Financial Financial Financial

Financial Markets Today: Quick Take – March 24, 2022

Macro 6 minutes to read
Saxo Strategy Team

Summary:  Risk sentiment took a breather yesterday after the strong rally in equity markets from the lows of more than two weeks ago. Brent oil jumped back above 120 dollars per barrel as Russian leader Putin demanded payment for crude oil in rubles from countries that are sanctioning Russia. In coming days, the US and EU are set to unveil a plan for reducing EU dependence on Russian energy imports.


What is our trading focus?

Nasdaq 100 (USNAS100.I) and S&P 500 (US500.I) - S&P 500 futures dipped below the 200-day moving average yesterday but have mustered a rebound above the level in early European trading hours trading around the 4,464 level. The 4,445 level is the key downside level to watch. Key risk events to watch today are US preliminary PMI figures for March.

Hong Kong’s Hang Seng (HSI.I) and China’s CSI300 (000300.I) - Hang Seng Index was down modestly and Hang Seng TECH Index (HSTECH.I) was off about 1%. Tencent reported a slowdown to 8% YoY revenue growth and a 25% decline in non-GAAP EPS in 4Q21. Advertising revenues from education, gaming and real estate, which were hit particularly hard by tightened regulatory policies, were weak. Tencent’s share price was down 4.7%. China Mobile rose more than 4% after reporting better than expected results, driven by better ARPU due to 5G migration and improvements in broadband business.

Stoxx 50 (EU50.I) – European equities are bouncing back this morning following yesterday’s selloff as commodities rallied again on the back of Russia’s intentions to get paid in RUB for their natural gas and oil. Stoxx 50 futures are trading around the 3,800 level with 3,760 level being the key level to watch on the downside should risk-off continue. There are a lot of preliminary PMI figures today that can move sentiment so watch out for those reports.

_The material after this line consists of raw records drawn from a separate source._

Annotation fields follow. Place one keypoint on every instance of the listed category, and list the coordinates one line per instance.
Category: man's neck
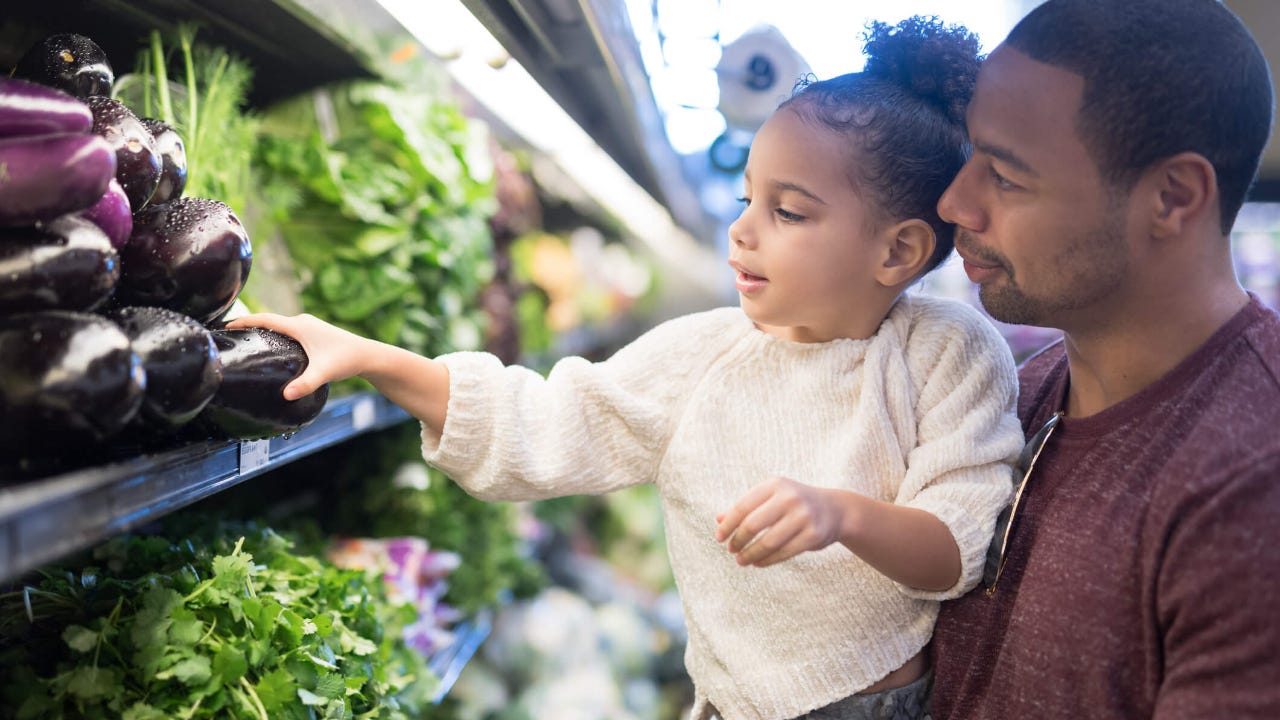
(1116, 358)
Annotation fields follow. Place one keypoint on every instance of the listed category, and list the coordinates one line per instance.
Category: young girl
(831, 455)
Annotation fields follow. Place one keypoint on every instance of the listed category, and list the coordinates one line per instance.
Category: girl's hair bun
(935, 62)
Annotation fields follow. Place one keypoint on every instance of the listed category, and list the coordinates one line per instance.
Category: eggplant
(65, 378)
(65, 264)
(181, 361)
(48, 176)
(250, 402)
(68, 62)
(173, 160)
(112, 214)
(27, 108)
(191, 255)
(137, 160)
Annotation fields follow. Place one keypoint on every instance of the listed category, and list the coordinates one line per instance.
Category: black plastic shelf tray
(45, 519)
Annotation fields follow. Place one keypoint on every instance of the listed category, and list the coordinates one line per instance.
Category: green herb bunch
(228, 625)
(383, 196)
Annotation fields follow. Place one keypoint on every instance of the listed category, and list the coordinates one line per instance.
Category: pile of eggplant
(113, 285)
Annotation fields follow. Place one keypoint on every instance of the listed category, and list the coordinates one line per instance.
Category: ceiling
(584, 54)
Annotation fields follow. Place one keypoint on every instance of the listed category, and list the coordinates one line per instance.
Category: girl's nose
(959, 203)
(739, 232)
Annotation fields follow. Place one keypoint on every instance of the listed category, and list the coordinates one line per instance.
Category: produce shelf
(448, 661)
(50, 518)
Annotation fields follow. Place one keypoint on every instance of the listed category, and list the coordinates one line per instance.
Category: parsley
(231, 623)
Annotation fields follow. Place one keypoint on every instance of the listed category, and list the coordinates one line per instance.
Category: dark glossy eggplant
(181, 360)
(191, 255)
(137, 160)
(250, 404)
(65, 264)
(173, 160)
(68, 62)
(65, 378)
(46, 176)
(27, 108)
(112, 213)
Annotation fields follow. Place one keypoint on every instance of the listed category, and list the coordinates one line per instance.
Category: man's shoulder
(1264, 338)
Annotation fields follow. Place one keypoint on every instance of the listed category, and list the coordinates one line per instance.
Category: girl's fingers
(755, 523)
(730, 520)
(769, 542)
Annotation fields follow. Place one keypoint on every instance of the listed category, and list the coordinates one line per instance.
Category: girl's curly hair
(904, 114)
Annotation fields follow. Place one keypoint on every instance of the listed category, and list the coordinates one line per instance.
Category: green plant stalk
(161, 76)
(257, 701)
(184, 37)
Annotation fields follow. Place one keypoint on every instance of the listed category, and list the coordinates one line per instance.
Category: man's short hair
(1161, 77)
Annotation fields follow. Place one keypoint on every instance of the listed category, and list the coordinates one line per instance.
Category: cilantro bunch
(383, 196)
(229, 625)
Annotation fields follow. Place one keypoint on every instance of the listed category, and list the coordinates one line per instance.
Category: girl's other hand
(333, 354)
(777, 520)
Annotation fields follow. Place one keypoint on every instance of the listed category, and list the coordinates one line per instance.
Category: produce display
(229, 620)
(94, 219)
(382, 195)
(68, 377)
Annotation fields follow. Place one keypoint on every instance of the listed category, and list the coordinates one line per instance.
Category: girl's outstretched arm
(419, 384)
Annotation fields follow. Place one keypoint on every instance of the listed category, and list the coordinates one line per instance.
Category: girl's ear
(908, 249)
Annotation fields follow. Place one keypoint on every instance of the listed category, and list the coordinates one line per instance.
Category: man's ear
(908, 249)
(1183, 192)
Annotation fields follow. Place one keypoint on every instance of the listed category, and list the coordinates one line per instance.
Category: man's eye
(1001, 181)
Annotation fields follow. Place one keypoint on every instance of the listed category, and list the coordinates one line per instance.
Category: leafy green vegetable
(382, 195)
(209, 627)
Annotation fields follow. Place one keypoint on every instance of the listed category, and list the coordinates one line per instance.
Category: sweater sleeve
(585, 428)
(1214, 584)
(968, 434)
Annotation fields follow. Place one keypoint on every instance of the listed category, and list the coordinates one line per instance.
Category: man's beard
(1091, 268)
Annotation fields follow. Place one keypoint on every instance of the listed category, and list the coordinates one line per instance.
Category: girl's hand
(780, 519)
(333, 354)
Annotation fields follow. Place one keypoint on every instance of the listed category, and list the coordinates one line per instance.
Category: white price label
(364, 411)
(254, 454)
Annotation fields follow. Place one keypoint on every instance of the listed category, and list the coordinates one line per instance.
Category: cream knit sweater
(707, 406)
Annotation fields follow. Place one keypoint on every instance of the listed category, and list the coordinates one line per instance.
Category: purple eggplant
(65, 264)
(137, 160)
(191, 255)
(173, 160)
(27, 108)
(48, 176)
(64, 378)
(181, 360)
(112, 213)
(68, 62)
(250, 404)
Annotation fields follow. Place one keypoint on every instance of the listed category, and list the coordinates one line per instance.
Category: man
(1114, 144)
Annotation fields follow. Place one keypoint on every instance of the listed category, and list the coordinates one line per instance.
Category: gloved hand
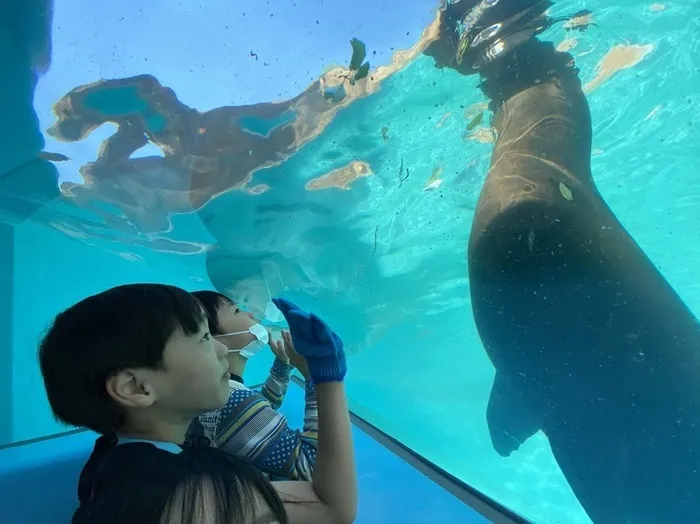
(316, 342)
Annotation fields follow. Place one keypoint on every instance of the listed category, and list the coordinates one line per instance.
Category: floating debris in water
(565, 192)
(475, 121)
(359, 52)
(567, 45)
(579, 21)
(442, 120)
(385, 133)
(434, 181)
(52, 157)
(335, 93)
(617, 59)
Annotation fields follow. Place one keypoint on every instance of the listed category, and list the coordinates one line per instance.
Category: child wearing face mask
(248, 426)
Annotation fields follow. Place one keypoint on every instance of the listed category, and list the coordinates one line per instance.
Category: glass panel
(493, 203)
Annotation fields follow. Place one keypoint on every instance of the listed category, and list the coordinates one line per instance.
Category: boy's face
(194, 379)
(232, 320)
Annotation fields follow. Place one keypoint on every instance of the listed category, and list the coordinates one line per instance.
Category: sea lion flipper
(510, 422)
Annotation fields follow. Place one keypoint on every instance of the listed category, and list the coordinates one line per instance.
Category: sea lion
(591, 345)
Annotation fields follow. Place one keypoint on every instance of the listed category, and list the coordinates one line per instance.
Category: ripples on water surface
(361, 208)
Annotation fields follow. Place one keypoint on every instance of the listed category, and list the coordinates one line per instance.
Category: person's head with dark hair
(238, 330)
(136, 359)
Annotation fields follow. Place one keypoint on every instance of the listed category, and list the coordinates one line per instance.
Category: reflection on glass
(554, 369)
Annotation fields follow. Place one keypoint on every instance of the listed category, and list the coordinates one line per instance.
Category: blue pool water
(382, 258)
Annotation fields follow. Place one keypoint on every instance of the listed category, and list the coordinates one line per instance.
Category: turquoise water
(383, 260)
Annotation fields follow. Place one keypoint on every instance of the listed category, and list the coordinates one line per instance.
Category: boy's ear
(130, 389)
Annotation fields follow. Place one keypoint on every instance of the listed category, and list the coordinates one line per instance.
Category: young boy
(248, 426)
(137, 364)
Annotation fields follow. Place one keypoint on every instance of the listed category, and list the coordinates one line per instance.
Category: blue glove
(316, 342)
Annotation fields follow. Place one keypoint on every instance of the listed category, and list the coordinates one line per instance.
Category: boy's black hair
(124, 327)
(211, 300)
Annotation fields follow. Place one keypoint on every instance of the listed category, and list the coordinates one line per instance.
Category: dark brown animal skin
(591, 345)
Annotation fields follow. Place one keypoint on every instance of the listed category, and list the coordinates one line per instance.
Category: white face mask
(262, 337)
(272, 312)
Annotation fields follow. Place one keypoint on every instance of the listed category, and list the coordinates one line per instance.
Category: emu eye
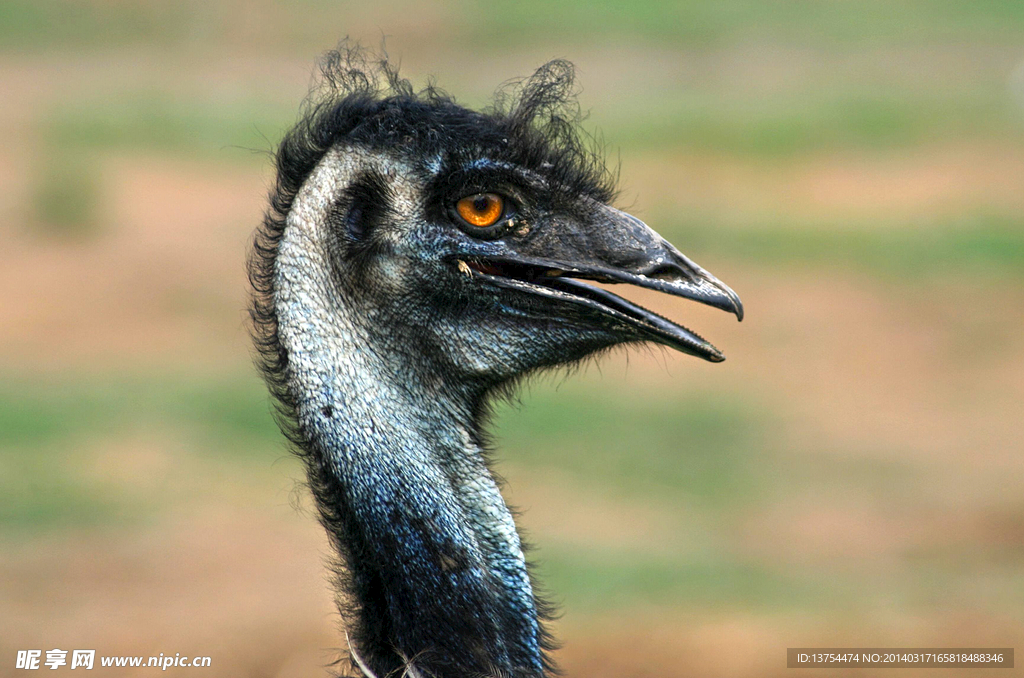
(481, 210)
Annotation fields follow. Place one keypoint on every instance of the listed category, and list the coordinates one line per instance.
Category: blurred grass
(49, 433)
(504, 24)
(156, 122)
(988, 247)
(701, 447)
(66, 197)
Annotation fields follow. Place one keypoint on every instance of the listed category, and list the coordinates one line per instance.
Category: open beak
(615, 248)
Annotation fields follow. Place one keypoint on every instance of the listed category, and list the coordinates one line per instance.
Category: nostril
(667, 272)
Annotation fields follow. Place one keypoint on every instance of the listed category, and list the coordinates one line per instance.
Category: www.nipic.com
(31, 660)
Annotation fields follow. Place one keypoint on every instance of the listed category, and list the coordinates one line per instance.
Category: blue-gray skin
(385, 323)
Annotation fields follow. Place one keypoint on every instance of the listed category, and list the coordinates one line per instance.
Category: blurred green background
(851, 476)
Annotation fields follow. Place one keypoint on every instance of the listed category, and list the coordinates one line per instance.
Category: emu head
(466, 237)
(418, 255)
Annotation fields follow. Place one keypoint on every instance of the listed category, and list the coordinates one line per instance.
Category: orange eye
(481, 210)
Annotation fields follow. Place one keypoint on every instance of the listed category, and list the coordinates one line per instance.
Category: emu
(419, 258)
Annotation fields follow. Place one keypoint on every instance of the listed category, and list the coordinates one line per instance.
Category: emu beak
(613, 247)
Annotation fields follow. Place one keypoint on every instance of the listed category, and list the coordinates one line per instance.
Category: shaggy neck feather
(435, 562)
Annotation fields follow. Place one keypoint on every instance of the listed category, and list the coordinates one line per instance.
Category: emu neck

USDJPY and JPY crosses the JPY continues to trade lower, under the twin pressures of rising rates elsewhere, which the yen absorbs rather than the Japanese government bond market because of the BoJ’s policy of capping 10-year JGB yields at 0.25%, and on Japan’s near total reliance on imported commodities, especially energy. Japan is turning its back on Russian LNG, which will mean it has to compete with others in a very tight market for LNG from other sources. Australia is the top exporter and AUDJPY has seen a spectacular ride higher of late on Australia’s impressive portfolio of all the key commodities that are in short supply due to the war in Ukraine. Elsewhere, the next major resistance for USDJPY is the 125.86 level from 2015, a nearly 20-year high.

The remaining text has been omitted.